Entretanto o homem resolveu testar o meu juízo e a minha capacidade de resistência.

Augusto era um galinha, claro. Agora morava com uma mulher que não tinha dormido com ele. Será que eu era um desafio? Ou apenas a opção mais fácil?

Ele podia conseguir qualquer mulher, a hora que quisesse, e levar para o outro apartamente.Esse pensamento me deixou com um gosto amargo na boca.

Não, não. Eu não podia ficar triste imaginando meu futuro marido de mentira com outra. Era um casamento por contrato.

Não era um relacionamento de verdade.

Não havia amor.

Mas eu não podia negar que existia tesão, nada além disso.

Quando terminei o banho, Augusto já tinha ido embora. Me troquei e saí de casa.

Uma coisa que eu não tinha contado a ele era que minha irmã vinha insistindo todos os dias para que eu a visitasse. Apelava para todo tipo de chantagem emocional barata, e eu ignorava todas as mensagens.

Mas resolvi que estava na hora de um encontro, agora que, de certa forma, minha vida estava resolvida.

Como Karen estava de repouso, eu a visitaria na minha antiga casa. Era um desaforo, mas aceitei mesmo assim.

Quando passei pela portaria do meu antigo condomínio já podia imaginar a fofoca que a minha visita ia gerar.

Provavelmente me achariam uma trouxa.

Claro que eu queria mostrar que estava por cima. Tinha vestido uma roupa cara, colocado joias e o anel de noivado. O objetivo era esfregar na cara da minha irmã que eu estava melhor do que ela, que, ao roubar meu marido, tinha me feito um favor.

Quando saí do carro, não me surpreendi ao notar que a casa havia sido reformada. A pintura era outra, e o jardim da frente não existia mais.

Uma empregada veio abrir a porta. Por dentro, a casa tinha mudado tanto que eu mal a reconhecia.

Quando decorei aquele lugar, escolhi um clima retrô, com objetos que comprei em outlets e lojas de móveis rústicos e usados.

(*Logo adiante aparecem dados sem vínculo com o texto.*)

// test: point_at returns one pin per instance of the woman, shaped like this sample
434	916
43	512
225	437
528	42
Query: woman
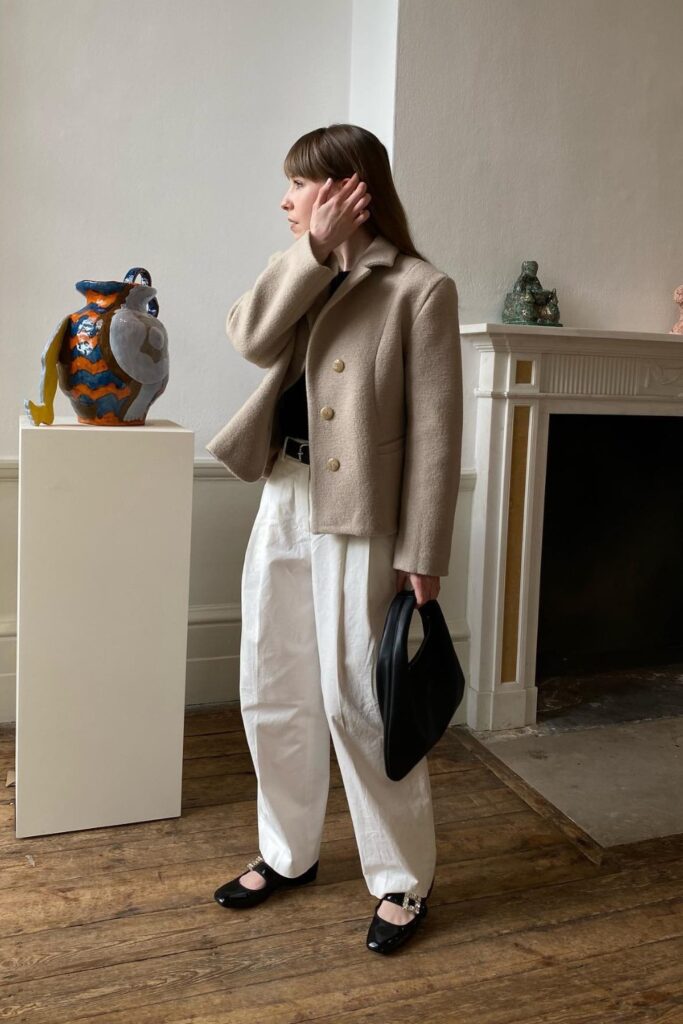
356	428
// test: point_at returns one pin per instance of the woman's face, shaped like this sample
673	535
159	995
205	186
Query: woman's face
298	203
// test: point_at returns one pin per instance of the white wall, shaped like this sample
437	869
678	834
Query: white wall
154	133
547	130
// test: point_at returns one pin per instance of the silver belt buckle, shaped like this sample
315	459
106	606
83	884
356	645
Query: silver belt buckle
300	443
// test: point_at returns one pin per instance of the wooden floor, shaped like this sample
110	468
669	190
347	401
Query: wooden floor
119	925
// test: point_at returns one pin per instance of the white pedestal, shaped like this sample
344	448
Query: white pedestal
103	580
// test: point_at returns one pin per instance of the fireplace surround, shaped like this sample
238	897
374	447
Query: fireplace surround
515	378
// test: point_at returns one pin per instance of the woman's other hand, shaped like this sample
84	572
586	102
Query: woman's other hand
426	588
338	210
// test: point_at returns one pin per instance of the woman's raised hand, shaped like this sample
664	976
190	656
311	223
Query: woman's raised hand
336	214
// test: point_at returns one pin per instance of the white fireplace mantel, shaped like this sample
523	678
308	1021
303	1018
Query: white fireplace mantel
521	376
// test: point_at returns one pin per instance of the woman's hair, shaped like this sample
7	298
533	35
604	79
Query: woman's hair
338	151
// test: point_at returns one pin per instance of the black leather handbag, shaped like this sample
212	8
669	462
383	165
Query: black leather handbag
419	697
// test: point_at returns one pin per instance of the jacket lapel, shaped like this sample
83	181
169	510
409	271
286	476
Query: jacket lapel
380	252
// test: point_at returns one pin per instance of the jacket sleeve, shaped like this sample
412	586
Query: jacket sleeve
433	434
262	321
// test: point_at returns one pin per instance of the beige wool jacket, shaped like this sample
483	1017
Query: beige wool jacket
384	388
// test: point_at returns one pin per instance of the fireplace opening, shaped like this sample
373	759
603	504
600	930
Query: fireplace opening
611	568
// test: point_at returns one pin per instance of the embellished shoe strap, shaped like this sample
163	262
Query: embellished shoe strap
409	900
259	865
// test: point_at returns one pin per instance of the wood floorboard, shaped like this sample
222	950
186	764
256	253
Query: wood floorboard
118	926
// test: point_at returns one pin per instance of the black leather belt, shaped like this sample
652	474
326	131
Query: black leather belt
297	449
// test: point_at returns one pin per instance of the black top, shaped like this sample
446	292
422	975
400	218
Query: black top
293	408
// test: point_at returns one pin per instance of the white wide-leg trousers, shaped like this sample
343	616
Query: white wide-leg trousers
313	607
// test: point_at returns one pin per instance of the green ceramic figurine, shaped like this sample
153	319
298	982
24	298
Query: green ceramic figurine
528	302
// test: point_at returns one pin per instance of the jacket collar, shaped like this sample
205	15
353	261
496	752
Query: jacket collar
380	252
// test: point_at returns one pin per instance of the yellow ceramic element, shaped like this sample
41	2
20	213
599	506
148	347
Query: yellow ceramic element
48	379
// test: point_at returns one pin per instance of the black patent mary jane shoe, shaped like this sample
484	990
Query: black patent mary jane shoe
383	936
237	896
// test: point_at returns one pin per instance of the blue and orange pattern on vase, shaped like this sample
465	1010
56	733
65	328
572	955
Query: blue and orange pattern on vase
99	387
110	357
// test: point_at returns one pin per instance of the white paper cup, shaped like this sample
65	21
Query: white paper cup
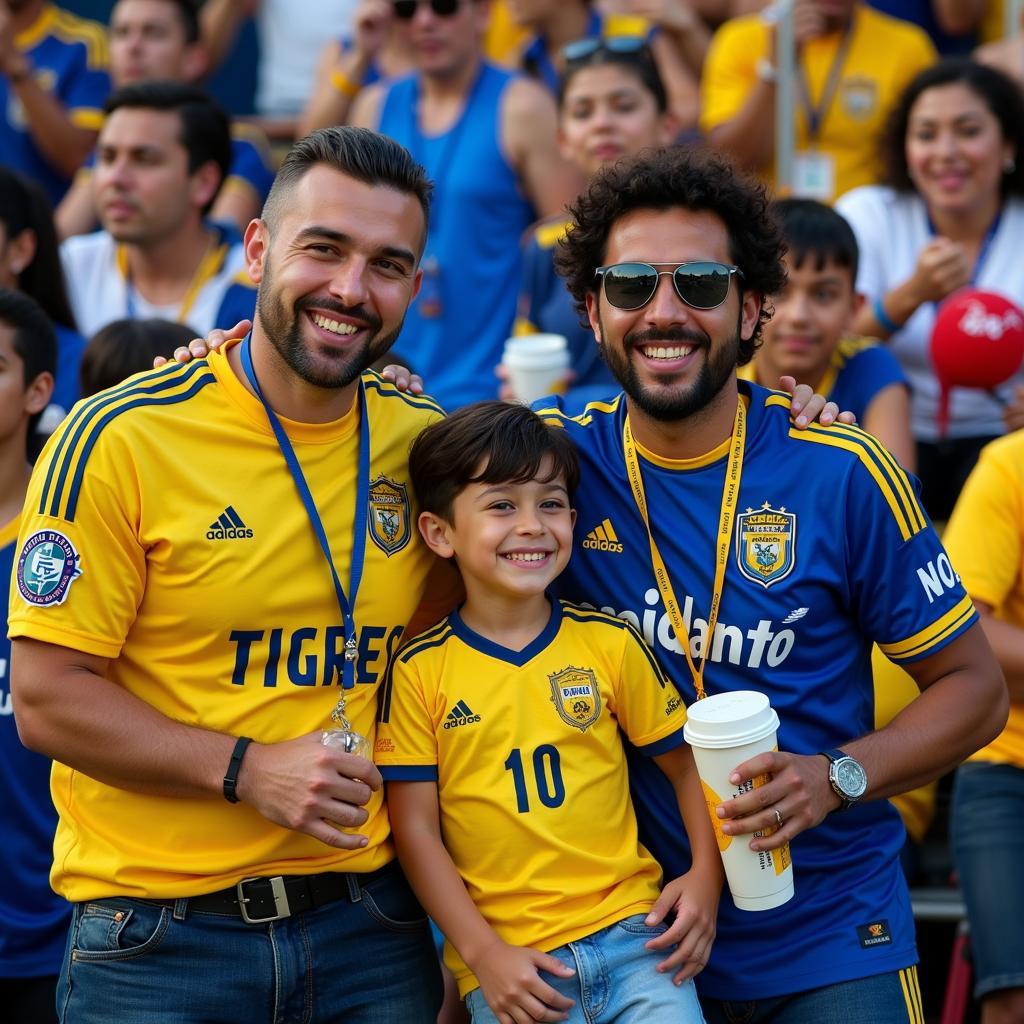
537	365
725	730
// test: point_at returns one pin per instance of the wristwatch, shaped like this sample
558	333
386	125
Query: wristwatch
847	777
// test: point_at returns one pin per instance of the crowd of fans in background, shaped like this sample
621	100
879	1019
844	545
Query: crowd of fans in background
125	188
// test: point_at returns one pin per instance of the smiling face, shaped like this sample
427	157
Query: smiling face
811	314
606	114
510	539
955	152
672	359
336	273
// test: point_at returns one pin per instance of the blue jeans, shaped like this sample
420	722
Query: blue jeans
892	997
988	850
363	960
614	981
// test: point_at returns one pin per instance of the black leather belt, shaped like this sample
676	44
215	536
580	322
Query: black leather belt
260	900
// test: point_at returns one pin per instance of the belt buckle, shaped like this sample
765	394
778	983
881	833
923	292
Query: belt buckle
282	909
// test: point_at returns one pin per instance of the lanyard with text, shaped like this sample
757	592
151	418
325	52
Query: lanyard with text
345	602
730	495
815	114
208	267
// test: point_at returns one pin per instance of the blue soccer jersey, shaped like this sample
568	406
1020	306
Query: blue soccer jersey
33	919
829	553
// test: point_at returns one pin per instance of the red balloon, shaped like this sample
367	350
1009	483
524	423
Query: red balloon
977	341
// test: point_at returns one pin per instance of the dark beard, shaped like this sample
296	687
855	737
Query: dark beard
284	330
668	406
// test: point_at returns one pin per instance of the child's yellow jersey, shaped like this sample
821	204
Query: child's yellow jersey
163	531
530	768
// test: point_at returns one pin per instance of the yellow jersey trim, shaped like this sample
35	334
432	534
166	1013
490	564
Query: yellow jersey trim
921	642
886	472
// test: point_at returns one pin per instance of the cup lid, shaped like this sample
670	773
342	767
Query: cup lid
730	719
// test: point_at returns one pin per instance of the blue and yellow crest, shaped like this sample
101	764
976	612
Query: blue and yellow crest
766	544
577	696
388	520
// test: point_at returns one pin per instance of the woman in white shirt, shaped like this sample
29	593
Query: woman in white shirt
950	215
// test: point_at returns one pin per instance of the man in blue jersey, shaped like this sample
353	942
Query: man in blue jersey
798	549
33	918
486	138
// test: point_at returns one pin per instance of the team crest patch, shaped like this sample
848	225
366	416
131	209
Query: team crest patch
389	525
766	541
46	568
577	697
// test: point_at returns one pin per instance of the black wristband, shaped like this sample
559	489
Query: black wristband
231	777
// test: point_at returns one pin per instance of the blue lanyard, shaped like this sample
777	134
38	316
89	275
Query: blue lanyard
345	603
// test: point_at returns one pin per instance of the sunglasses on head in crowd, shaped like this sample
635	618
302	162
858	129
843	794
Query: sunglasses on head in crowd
584	49
702	285
406	9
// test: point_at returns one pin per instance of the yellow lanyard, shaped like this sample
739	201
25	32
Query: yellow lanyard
208	267
730	495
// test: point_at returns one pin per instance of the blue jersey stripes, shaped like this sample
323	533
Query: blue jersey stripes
830	553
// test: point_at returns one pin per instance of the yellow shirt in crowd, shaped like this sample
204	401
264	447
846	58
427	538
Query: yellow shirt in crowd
884	54
985	542
163	531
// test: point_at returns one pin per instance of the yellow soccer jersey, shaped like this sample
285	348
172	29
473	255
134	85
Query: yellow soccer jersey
884	54
528	759
985	541
163	530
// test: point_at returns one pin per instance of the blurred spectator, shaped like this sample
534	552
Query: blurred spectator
159	39
378	50
985	541
30	262
951	25
950	215
164	151
125	347
852	64
808	336
676	35
33	919
52	86
611	104
290	32
486	138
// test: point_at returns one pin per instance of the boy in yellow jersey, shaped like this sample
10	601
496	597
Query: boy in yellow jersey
502	730
179	638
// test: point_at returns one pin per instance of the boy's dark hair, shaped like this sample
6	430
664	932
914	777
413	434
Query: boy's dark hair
998	92
125	347
24	205
664	179
510	440
814	231
35	340
206	132
640	64
358	153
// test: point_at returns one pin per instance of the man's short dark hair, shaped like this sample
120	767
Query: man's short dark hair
35	340
666	179
508	439
815	232
206	132
358	153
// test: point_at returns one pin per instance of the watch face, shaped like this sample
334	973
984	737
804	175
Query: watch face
850	777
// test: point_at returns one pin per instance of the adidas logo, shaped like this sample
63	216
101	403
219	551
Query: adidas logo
228	526
603	538
460	715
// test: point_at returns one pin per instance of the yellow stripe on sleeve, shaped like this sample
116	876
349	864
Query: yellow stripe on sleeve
930	635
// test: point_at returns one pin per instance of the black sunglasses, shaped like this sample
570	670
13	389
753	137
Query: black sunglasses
702	285
406	9
584	49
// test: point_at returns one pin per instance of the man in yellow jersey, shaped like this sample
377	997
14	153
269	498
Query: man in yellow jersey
202	550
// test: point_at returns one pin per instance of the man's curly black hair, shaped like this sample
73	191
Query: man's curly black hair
660	179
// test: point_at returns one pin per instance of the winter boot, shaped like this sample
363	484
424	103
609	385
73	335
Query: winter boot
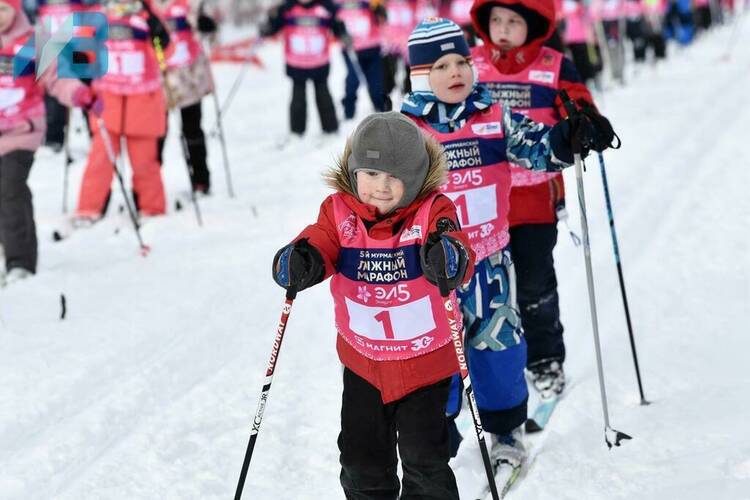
547	376
508	449
17	274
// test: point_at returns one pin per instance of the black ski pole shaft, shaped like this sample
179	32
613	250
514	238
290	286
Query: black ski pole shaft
68	161
457	340
616	249
183	140
286	310
238	80
610	434
222	137
107	140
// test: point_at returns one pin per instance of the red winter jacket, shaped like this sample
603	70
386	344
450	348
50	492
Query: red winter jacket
531	204
394	379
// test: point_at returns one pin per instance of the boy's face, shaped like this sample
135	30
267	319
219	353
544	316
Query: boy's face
7	15
507	29
451	78
379	189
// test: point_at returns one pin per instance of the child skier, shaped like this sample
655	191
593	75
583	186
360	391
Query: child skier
383	237
135	109
522	72
307	25
189	80
22	124
363	20
479	140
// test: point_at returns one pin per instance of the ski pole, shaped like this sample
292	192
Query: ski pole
68	160
616	249
291	293
238	80
183	140
609	432
456	337
107	140
220	128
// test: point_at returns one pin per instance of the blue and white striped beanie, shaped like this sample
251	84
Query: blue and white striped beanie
431	39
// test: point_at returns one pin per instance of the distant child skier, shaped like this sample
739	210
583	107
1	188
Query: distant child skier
134	108
22	125
520	71
307	26
363	19
480	140
387	236
189	79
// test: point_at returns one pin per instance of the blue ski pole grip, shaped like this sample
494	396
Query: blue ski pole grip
451	257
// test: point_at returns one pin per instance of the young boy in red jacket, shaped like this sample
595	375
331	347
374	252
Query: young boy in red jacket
518	69
387	236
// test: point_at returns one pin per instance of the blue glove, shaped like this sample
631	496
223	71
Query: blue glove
444	261
298	265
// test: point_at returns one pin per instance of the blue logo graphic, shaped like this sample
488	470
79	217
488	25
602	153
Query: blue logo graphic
61	45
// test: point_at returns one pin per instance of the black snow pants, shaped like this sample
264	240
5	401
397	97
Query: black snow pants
298	107
17	227
370	432
190	117
536	284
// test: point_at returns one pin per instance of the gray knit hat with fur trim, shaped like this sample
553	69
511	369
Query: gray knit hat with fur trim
391	143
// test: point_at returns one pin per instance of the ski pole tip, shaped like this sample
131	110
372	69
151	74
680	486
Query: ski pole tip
616	436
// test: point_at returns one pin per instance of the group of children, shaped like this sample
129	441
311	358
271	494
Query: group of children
461	189
126	104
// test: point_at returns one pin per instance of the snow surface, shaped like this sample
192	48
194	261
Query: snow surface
147	388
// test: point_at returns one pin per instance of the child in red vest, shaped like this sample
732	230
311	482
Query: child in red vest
307	26
387	236
481	139
134	108
22	126
189	79
519	70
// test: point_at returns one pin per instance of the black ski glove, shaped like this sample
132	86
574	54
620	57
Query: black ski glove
602	134
156	27
444	259
298	265
571	135
206	24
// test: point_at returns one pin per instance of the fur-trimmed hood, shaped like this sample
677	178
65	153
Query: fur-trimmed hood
338	179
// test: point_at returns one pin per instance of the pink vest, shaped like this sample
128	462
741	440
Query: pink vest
607	10
478	179
384	306
531	92
577	23
306	36
20	98
133	68
55	13
633	9
186	47
360	23
654	6
401	21
457	11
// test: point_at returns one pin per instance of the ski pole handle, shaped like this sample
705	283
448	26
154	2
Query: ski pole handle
278	339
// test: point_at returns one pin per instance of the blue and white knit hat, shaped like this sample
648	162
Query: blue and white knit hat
432	39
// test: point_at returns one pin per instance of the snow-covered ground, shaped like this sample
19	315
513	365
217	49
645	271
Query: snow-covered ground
147	388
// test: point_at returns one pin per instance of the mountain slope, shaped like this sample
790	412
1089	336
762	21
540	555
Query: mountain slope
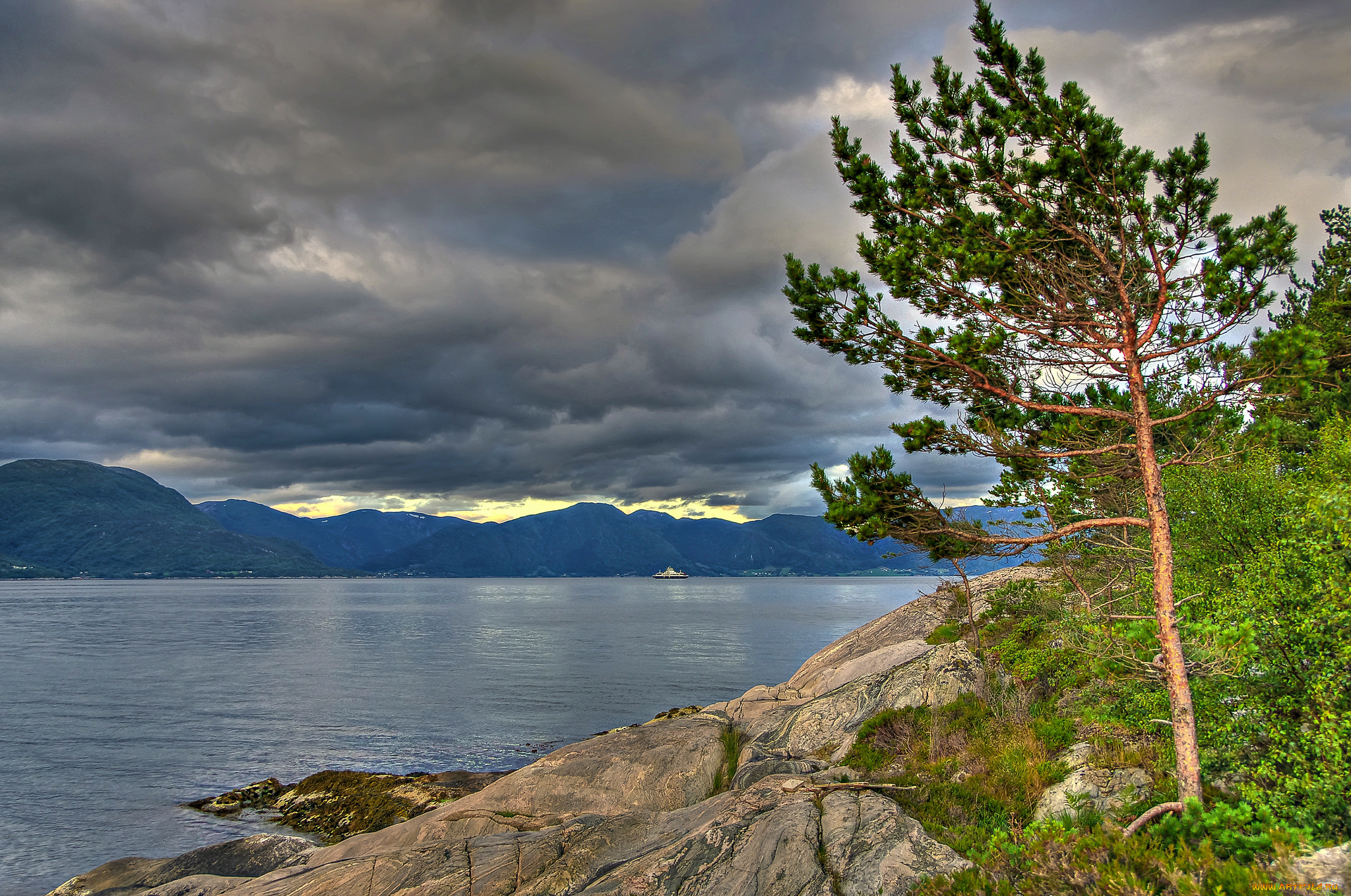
76	517
346	540
600	540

Karen, entretanto, optou por algo moderno e frio. Parecia mais uma clínica do que uma casa. Ela tinha eliminado completamente a minha existência dali.

E, pelo jeito, Carlos era um homem sem personalidade, não havia nada dele pela casa. Na verdade, nem antes existia.

Como não percebia essas coisas?

Karen estava deitada, recostada nas almofadas, a barriga grande agora está enorme. Parecia tão bonita como sempre, nem olheiras tinha.

— Que bom que você veio — disse ela.

— O que você quer? — perguntei sem paciência. Olhar para minha irmã me irritava; trazia lembranças dolorosas.